Schau mal in meine Sig. da siehst du mein Notebook. Vergleichwerte >>>

Win Idle Energiesparmodus an >> 42 C° >> 1,6 Ghz >> 0,963 v
Win Idle Energiesparmodus aus >> 55 C° >> 2,0 Ghz >> 1,275 v
Last Energiesparmodus aus >>>>> 62 C° >> 2,0 Ghz >> 1,275 v


----------



## Triple-Y (12. Februar 2008)

also der CPU Takt sollte sich um 50% verringen können. 
eigentlich solltest du von Toshiba eine energiemanagement software haben. wenn nicht kann man das auch über systemsteuerung-energieoptionen manuel einstellen. dort kannst ja mal einen anderen energiesparplan wählen und diesen noch modifizieren (CPU Takt max 60%, CPU min Takt 25%)

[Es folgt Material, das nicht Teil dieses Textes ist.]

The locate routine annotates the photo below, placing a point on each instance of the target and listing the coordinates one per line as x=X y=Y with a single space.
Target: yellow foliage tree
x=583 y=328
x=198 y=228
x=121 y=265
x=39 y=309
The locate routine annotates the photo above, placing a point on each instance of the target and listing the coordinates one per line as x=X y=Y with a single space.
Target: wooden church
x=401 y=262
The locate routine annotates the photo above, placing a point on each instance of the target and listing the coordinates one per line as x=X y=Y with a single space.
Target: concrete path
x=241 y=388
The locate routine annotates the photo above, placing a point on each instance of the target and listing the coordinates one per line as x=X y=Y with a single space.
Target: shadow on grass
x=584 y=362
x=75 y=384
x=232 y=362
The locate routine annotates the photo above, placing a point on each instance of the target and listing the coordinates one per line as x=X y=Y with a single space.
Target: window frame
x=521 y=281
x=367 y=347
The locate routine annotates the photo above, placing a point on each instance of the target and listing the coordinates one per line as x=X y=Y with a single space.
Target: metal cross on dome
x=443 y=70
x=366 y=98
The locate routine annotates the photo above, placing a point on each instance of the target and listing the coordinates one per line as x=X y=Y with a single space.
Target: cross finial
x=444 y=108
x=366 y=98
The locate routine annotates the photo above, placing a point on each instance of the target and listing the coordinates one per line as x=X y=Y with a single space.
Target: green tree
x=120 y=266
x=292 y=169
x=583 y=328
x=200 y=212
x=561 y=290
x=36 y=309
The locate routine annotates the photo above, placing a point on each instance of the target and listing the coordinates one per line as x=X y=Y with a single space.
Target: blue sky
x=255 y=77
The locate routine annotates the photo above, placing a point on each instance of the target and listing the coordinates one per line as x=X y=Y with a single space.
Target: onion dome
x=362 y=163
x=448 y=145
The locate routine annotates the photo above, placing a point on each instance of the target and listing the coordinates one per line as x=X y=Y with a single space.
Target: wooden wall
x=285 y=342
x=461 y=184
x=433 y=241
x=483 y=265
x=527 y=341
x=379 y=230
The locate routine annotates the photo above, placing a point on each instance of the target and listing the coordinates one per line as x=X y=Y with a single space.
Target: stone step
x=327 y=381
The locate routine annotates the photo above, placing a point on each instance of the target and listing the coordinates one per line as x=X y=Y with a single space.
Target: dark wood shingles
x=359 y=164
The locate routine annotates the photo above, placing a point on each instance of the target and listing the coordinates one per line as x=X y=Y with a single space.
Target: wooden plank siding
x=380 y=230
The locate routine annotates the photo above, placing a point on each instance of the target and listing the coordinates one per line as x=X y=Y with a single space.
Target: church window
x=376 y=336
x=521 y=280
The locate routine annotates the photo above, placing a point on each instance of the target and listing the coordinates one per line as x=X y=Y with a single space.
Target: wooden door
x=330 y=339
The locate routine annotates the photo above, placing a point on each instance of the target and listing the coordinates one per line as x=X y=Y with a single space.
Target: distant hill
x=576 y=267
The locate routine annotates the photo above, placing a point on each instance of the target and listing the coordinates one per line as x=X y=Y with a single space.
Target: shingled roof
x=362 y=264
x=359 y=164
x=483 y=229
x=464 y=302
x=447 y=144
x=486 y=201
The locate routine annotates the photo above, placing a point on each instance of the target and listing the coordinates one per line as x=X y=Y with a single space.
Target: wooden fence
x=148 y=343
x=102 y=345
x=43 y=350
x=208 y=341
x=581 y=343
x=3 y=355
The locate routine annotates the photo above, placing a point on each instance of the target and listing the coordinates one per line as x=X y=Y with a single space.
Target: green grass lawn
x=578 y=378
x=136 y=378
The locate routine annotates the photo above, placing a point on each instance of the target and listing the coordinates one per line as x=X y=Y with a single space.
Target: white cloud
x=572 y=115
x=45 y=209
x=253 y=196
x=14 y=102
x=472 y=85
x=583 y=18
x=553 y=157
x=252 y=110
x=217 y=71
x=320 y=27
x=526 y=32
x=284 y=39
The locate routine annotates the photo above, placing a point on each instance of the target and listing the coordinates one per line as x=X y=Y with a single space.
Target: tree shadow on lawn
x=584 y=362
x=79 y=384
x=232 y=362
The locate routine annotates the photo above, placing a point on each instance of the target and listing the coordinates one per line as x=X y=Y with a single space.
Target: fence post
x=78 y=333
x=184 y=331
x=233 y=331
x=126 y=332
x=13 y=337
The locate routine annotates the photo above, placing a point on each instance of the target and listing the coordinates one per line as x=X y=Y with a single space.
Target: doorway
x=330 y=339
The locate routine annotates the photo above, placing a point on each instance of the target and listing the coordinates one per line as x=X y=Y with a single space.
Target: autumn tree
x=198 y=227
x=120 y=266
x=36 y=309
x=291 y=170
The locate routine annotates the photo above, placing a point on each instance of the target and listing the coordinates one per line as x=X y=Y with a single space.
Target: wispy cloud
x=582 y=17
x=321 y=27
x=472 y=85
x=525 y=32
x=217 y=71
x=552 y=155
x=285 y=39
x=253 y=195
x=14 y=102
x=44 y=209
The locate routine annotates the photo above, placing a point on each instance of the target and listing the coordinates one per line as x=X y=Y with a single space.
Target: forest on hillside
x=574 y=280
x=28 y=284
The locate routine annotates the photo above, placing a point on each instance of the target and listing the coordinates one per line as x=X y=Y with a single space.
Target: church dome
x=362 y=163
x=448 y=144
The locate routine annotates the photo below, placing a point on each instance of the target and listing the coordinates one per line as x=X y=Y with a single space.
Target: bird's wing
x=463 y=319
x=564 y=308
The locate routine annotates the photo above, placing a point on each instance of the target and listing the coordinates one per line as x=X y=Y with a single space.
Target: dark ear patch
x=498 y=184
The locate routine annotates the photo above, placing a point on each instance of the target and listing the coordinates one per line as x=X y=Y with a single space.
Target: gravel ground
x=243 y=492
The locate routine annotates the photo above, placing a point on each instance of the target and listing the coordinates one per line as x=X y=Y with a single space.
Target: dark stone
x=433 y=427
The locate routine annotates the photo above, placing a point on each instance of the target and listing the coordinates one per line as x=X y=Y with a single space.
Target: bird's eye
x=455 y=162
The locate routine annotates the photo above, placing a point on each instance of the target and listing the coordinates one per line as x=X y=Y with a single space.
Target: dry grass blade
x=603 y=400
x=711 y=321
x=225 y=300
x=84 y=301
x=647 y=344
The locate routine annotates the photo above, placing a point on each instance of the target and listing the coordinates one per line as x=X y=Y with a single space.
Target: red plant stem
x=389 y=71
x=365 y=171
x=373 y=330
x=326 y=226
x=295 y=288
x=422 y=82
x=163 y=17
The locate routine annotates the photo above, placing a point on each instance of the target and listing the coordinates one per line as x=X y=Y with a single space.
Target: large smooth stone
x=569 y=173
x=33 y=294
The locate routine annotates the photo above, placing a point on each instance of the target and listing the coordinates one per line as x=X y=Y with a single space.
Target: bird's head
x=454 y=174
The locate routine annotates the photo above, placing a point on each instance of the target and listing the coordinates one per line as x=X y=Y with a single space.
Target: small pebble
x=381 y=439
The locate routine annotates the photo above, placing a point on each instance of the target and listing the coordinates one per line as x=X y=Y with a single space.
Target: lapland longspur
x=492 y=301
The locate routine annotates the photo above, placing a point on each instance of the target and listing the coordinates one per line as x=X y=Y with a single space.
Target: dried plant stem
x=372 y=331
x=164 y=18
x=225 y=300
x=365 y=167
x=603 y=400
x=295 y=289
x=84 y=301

die Temp. ist noch ok aber für den Idle modus schon recht warm. mein T7200 wurde bis zu 100°C heiß - das ist auch das maximum.


----------



## Bang0o (12. Februar 2008)

Laut CPU-Z senkt sich der CPU Takt wenn ich bei NHC auf Dynamic swiching gehe in 2 Sufen: auf 1GHz mit Multi 8 und auf 800MHz mit Multi 6. Spannungen ebenfalls bis 1,0xx Volt. nur NHC zeigt dies Veränderung nicht an (immernoch 1,46GHz). Aber ich würde eher CPU-Z vertrauen. Ich lass gleich mal Crysis auf DX10 laufen und schau mir mal die load temps an.
Tante Edit:
Crysis auf Sehr hoch (DX10) 1024x768 noAA/AF mit geschätzten 3 FPS () brachte mir nach ner halben Stunde am dunkeln Strand stehen eine maximale Temp von 69° ich denk das kann noch getoppt werden^^
Ich find nirgens ein Toshiba Energietool, höchstens so ein Tosshiba Hardwareprogramm wo man wählen kann ob der CPU herruntergetaktet werden darf oder nich ()
Einen Schieberegler für die CPU LEistung hab ich in Vista auch nochnicht gefunden. Und ein eigenen Energiesparmodus hab ich mir auch schon angelegt. Nur leider fühlt sich Vista mit 800MHz Dauerleistung gelinde gesagt etwa träge an. Deswegen find ich das Dynamic Swiching von NHC bis jetzt am besten.

MFG


----------



## Pokerclock (12. Februar 2008)

Bedenke, dass hohe Temperaturen ab 70 C° aufwärts nicht wirklich gesund sind für die CPU und das gesamte System. Die Mobilen Prozessoren unterscheiden sich eigentlich nicht viel von den Desktop-Varianten. Schalte die volle Power nur ein, wenn du sie auch wirklich brauchst.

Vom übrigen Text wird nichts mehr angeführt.